通された和室の大広間にはいかにもな装飾が成されていた。鎖状になった折り紙が天井から垂れ下がり、薄い紙で作られた花が壁に貼り付けられている。部屋の奥にステージ状に高くなった場所があり、そこには『ハルにゃん団長卒業』との文字列がある。コピー用紙一枚に一文字ずつ印刷されたそれは、わざわざ一文字ごとに色を変えてグラデーションになっているという手の込みようだ。
「なんなんだこれは」
「卒業式ですね」
高校生になってあまり見かけなくなったが、小中学校の行事ではこのような装飾が定番だった。鶴屋さんはハルヒの意向を最大限に汲んだと言える。
「うん、これはあたしの卒業に相応しい会場ね」
本人も満足しているようだ。
「しかし、団長を卒業してどうする気なんだあいつは」
SOS団という組織はハルヒのわがままで作られたもので、団長というのも言い出しっぺのあいつがそう名乗っているだけだ。
仮にあいつが団長をやめたからといって、替わりにそれをまとめられる者などいない。そもそもハルヒがいなければSOS団が存続する意味などない。
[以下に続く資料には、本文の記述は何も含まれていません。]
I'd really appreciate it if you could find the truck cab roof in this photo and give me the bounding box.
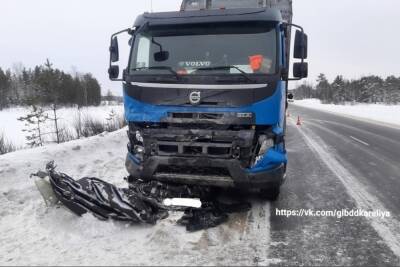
[133,8,282,28]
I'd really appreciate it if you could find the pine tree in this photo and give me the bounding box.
[18,106,48,147]
[331,75,346,104]
[316,73,332,103]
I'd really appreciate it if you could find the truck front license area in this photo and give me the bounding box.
[126,123,286,187]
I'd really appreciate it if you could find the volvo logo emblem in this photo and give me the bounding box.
[189,91,201,105]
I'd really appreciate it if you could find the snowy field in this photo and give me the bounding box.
[0,105,124,148]
[292,99,400,126]
[0,129,276,266]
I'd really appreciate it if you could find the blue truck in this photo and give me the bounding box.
[109,0,308,200]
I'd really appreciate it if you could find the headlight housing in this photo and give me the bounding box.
[252,135,275,167]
ハルヒのハルヒによるハルヒのための団体、それがSOS団だ。
そこからハルヒが抜けたら、俺たちはどうすればいいというんだ。
「彼女がこの話に乗ってきたのも不思議です。涼宮さんの思いつきをサポートすることは多いですが、火に油を注ぐような真似をする方ではありません。何か考えがあるのかも知れませんが……」
古泉の視線の先には鶴屋さんの姿がある。ハルヒと楽しそうに雑談中だ。
「面白そうだから乗っただけにも見えるぞ」
「否定しきれないのが辛いところです」
珍しく古泉は、疲れたような顔を見せる。今まで色々とハルヒに振り回されてきたが、あんな風にSOS団をやめるような発言をしたことはあまりない。いや、ひょっとすると全くなかったようにも思う。今回は言うまでもなく異常事態だ。
しかし、楽観視できる材料がなくもない。
「面白いか?」
部屋の片隅で体育座りをして本を開いている長門に声をかけた。
「面白い」
本に目を落としたままそう答える。
部室でハルヒが騒いでいた頃から長門は読書を続けている。移動中も本を開いていた。
きっと、長門にとってこれはあまり危惧するような状況ではないだろう。それなら俺が焦っても仕方がない。
「ところで長門、座り方を変えないか」
「なぜ?」
「前から見えるぞ」
「……」
長門は本を閉じ、足の向きを変える。
「いや、その向きだと俺に見えるぞ」
「見せてる」
「そうか」
そのすぐ後に「有希にちょっかい出してるんじゃないわよ」と怒鳴られることになった。